Types of Unfair Practice, include:
Plagiarism, which can be defined as using without acknowledgement another person’s words or ideas and submitting them for assessment as though it were one’s own work, for instance by copying, translating from one language to another or unacknowledged paraphrasing. Further examples include:
- Use of any quotation(s) from the published or unpublished work of other persons, whether published in textbooks, articles, the Web, or in any other format, where quotations have not been clearly identified as such by being placed in quotation marks and acknowledged.
- Use of another person’s words or ideas that have been slightly changed or paraphrased to make it look different from the original.
- Summarising another person’s ideas, judgments, diagrams, figures, or computer programmes without reference to that person in the text and the source in a bibliography/reference list.
- Use of assessment writing services, essay banks and/or any other similar agencies (NB. Students are commonly being blackmailed after using essay mills).
- Use of unacknowledged material downloaded from the Internet.
- Re-use of one’s own material except as authorised by your degree programme.
Collusion, which can be defined as when work that that has been undertaken with others is submitted and passed off as solely the work of one person. Modules will clearly identify where joint preparation and joint submission are permitted, in all other cases they are not.
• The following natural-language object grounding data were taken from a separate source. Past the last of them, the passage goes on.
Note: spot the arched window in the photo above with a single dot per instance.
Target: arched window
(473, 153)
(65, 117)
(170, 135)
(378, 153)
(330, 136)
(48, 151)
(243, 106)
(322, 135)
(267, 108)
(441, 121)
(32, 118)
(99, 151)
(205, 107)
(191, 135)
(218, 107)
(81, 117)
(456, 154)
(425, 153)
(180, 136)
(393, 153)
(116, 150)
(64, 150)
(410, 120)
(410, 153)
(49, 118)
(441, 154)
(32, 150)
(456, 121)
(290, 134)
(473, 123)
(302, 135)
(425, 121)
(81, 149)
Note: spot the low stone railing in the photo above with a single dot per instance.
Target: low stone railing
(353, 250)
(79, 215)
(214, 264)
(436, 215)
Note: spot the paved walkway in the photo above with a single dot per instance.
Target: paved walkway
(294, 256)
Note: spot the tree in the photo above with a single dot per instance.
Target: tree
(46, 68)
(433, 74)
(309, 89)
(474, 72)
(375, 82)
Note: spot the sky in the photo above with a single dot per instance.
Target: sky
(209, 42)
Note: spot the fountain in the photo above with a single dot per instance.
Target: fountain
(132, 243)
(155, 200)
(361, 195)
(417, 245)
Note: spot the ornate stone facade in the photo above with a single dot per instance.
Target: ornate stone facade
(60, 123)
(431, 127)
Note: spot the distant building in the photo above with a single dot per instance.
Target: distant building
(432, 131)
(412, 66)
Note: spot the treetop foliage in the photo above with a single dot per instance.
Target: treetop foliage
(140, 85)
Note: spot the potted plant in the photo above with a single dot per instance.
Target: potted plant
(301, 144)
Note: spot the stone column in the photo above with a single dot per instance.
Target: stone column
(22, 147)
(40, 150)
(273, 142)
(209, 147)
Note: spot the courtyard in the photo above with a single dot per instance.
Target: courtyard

Fabrication of data, making false claims to have carried out experiments, observations, interviews or other forms of data collection and analysis, or acting dishonestly in any other way.
How is my work graded?
Assessment grading is subject to thorough quality control processes. You can view a summary of these processes on the Assessment Explained Infographic.
Grading of work at each level of Cardiff Met degree courses is benchmarked against a set of general requirements set out in Volume 1, Section 4.3 of our Academic Handbook. A simplified version of these Grade Band Descriptors (GBDs) with short videos explaining some of the academic terminology used can be accessed for Foundation, 1st year, 2nd year and 3rd year undergraduate and MSc programmes.
We would strongly recommend looking at the Study Smart area of Moodle to find out more about assessments and key academic skills which can have a significant impact on your grades. Always check your work thoroughly before submission.